Aerodynamic Performance Study on Ducted Propeller System for Propulsion and Control & Stability Applications

Abstract

The Delft University Unconventional Concept (DUUC) is an innovative short take-off medium range aircraft design that utilizes a system of two ducted propellers, mounted on the aft part of the fuselage. The first design of this system consists of two axisymmetric ducts, each containing a propeller mounted to a centerbody that is attached to the duct by a strut. Furthermore each ducted propeller contains two horizontal and two vertical control surfaces and the ducted propellers are mounted to the fuselage by two external struts.

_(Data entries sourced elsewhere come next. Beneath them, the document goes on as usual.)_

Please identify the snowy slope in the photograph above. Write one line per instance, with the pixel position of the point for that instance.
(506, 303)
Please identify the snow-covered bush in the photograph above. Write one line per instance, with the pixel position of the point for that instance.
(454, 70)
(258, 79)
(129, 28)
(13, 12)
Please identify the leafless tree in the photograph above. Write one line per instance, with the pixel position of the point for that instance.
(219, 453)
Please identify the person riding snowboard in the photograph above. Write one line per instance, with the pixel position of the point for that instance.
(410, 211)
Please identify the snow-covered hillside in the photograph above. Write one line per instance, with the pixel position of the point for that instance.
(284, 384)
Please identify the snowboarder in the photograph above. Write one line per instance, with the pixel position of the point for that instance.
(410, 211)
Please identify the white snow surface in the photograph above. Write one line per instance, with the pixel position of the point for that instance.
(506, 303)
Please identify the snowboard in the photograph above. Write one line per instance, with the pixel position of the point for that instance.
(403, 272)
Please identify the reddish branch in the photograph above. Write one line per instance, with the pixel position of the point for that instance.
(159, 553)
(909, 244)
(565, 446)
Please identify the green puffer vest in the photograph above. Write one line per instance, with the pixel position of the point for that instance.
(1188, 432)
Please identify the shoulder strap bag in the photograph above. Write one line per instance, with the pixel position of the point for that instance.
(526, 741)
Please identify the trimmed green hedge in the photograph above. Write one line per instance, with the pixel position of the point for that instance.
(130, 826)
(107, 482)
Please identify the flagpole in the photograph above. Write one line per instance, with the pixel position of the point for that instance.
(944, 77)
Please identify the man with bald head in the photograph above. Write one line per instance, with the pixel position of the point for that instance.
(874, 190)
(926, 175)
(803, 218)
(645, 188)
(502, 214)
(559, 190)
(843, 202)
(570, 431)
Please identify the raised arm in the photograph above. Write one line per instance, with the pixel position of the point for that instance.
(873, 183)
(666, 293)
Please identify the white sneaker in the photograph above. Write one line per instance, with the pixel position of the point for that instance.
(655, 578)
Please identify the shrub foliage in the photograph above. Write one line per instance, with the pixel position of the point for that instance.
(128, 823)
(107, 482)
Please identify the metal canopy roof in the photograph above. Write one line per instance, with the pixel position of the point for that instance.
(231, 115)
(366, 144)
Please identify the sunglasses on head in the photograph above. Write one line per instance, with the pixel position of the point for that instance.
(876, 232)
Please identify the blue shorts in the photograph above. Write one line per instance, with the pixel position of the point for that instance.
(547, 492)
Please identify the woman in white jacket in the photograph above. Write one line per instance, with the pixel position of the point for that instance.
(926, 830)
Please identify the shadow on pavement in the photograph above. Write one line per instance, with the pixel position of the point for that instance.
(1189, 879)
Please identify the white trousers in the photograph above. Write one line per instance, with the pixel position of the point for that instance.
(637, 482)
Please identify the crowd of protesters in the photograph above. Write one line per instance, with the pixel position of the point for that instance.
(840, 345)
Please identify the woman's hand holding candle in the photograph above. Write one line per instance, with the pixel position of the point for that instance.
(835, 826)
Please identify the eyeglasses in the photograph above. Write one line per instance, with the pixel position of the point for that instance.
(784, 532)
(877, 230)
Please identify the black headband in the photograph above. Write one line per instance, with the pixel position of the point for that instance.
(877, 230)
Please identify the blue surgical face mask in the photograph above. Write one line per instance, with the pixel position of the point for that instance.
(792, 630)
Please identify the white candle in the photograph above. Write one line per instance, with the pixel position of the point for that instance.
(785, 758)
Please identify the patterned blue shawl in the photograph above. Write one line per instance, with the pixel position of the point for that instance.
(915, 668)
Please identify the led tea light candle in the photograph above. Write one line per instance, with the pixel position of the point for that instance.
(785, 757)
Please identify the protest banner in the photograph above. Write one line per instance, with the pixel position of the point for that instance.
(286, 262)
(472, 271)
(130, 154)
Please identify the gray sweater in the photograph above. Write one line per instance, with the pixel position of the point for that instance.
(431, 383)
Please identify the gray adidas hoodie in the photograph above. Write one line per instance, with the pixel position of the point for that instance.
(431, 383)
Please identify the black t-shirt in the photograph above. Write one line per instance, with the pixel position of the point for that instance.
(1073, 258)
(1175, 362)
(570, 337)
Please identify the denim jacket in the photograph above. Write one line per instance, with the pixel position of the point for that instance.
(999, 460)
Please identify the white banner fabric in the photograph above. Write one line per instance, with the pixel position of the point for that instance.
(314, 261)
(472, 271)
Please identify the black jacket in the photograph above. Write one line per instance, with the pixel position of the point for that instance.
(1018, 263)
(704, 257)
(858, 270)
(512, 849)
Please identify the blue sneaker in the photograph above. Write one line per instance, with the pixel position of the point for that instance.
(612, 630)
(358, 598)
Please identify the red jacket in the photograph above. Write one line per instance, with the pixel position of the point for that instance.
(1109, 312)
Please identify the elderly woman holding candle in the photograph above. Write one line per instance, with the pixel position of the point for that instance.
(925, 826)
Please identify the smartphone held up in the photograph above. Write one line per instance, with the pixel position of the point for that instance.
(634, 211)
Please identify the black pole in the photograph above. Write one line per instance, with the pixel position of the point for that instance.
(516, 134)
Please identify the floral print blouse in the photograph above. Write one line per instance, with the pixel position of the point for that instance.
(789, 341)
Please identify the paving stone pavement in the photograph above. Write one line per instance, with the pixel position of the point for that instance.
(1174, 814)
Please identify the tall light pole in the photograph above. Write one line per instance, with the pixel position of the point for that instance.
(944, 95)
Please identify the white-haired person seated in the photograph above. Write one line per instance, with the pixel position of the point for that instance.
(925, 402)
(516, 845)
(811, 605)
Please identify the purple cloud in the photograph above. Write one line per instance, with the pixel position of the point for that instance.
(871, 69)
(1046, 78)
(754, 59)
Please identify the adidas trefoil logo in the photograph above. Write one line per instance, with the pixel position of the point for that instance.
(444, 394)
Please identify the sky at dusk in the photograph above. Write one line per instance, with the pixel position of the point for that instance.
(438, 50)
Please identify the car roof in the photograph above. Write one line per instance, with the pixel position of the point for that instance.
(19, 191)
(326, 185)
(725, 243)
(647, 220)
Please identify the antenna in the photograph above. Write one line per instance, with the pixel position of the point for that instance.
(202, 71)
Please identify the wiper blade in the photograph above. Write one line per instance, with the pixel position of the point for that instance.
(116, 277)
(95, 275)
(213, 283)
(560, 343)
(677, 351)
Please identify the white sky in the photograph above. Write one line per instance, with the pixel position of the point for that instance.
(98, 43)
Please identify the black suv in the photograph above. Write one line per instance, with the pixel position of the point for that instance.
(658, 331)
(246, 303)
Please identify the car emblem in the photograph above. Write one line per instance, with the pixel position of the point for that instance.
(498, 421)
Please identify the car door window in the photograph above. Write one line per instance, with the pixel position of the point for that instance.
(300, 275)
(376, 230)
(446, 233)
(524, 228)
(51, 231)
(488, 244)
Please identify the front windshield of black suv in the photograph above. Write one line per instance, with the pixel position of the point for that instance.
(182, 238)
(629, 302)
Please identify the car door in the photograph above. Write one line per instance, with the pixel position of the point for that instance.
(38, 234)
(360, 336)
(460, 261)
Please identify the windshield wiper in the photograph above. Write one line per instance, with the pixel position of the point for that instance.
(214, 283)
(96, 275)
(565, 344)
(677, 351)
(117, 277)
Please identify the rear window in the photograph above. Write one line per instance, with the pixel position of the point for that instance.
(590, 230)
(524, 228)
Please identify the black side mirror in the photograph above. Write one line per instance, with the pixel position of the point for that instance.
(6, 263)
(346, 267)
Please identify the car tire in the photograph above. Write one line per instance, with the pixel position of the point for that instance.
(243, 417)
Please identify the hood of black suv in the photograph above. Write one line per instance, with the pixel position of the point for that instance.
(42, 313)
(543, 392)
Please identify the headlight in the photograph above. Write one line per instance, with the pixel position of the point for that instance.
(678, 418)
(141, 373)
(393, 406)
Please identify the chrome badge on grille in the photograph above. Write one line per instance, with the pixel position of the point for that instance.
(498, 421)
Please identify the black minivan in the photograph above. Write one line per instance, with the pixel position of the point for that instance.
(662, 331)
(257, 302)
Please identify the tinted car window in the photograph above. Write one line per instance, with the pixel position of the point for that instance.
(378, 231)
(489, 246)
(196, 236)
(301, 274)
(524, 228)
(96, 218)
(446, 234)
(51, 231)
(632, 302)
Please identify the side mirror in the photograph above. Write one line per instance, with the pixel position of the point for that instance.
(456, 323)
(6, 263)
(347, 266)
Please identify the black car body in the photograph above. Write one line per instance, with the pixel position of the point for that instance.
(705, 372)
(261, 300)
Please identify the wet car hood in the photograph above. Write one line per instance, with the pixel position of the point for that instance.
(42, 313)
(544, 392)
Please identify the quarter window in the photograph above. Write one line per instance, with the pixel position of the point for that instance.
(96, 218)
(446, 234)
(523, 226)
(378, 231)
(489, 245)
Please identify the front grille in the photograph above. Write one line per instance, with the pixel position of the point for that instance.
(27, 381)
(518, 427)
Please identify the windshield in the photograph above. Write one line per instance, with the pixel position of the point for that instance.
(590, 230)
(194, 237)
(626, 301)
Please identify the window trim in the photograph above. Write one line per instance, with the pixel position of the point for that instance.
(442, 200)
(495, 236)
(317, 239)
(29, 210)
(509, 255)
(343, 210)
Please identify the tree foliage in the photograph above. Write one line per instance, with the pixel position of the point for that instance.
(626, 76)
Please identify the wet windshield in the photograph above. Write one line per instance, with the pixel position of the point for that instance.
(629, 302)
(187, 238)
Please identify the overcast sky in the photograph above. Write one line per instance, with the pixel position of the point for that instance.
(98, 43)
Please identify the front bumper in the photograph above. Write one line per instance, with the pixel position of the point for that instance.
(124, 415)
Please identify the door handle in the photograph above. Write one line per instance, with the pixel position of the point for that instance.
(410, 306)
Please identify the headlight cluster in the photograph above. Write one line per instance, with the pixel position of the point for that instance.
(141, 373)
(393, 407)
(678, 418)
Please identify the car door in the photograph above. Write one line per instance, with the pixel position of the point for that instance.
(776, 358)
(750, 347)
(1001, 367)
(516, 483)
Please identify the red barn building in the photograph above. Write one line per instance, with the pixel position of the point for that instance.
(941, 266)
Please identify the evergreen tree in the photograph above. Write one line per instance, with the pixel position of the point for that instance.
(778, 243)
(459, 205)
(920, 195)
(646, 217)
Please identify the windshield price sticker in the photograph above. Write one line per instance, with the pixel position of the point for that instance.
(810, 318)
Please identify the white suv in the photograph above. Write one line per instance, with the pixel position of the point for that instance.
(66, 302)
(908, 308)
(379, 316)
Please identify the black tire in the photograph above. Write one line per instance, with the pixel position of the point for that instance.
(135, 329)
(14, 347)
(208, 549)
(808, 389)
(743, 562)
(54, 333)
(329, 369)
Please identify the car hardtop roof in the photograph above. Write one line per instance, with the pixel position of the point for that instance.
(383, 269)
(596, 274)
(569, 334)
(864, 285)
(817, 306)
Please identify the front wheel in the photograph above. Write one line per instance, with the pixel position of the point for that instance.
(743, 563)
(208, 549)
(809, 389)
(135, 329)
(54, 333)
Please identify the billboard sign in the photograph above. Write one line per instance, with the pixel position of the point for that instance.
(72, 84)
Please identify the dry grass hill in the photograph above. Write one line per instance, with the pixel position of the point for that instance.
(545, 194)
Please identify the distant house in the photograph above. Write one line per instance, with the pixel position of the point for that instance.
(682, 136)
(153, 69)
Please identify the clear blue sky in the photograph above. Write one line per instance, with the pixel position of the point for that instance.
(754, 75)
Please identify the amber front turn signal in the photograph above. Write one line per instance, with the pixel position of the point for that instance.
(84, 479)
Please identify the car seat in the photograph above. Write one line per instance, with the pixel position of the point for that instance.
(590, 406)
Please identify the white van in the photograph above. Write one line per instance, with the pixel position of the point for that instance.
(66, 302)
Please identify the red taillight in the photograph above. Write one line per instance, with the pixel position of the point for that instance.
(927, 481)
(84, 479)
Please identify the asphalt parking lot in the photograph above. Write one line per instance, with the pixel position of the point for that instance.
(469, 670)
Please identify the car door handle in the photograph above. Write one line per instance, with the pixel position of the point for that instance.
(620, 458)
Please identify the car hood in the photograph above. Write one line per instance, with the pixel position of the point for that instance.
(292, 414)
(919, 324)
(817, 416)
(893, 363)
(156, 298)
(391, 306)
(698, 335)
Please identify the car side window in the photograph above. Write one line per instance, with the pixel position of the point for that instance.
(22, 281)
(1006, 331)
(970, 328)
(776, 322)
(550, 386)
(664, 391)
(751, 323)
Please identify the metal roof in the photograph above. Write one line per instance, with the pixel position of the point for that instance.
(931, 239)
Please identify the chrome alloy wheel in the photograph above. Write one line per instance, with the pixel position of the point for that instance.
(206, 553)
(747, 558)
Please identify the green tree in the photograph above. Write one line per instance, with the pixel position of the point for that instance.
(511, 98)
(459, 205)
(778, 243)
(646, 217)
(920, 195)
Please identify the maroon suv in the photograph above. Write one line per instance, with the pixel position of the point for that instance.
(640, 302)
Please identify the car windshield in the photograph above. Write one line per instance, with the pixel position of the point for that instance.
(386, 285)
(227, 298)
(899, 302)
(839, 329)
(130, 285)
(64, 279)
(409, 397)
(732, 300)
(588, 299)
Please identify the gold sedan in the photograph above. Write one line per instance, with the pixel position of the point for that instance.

Besides the function of propulsion, the ducted propeller system also replaces the horizontal and vertical tail for control and stability. The aerodynamic characteristics of this system are investigated by the construction of an aerodynamic performance model, consisting of a combination of low order analytical and numerical methods. This model aims on predicting the aerodynamic coefficients, which are significant for control and stability over a range of operational conditions, incidence angles and thrust settings. These include lift, side force, drag and control surface effectiveness. The numerical part of the model is first validated against existing experimental data from literature, after which the complete model is held against data from a low speed wind tunnel test on a small scale model of the system. Finally, a sensitivity analysis aims on finding the effect of the most important design parameters on the thrust to power ratio of both the propeller and the total system. The numerical model is succesfully validated in its capability of predicting trends in propeller and total system thrust over a range of operational conditions. The analytical model is capable of predicting the lift and side force performance of the system to a reasonable degree in the unstalled regime. Drag is significantly underestimated by the analytical model, possibly due to unknown flow separation and interference effects, which require higher order methods. Stall angle and maximum lift can not be modeled accurately by the low order performance model. Finally, the sensitivity analysis shows that advance ratio is the most critical operational condition whereas duct shape and duct aspect ratio are most affecting the total system thrust to power ratio.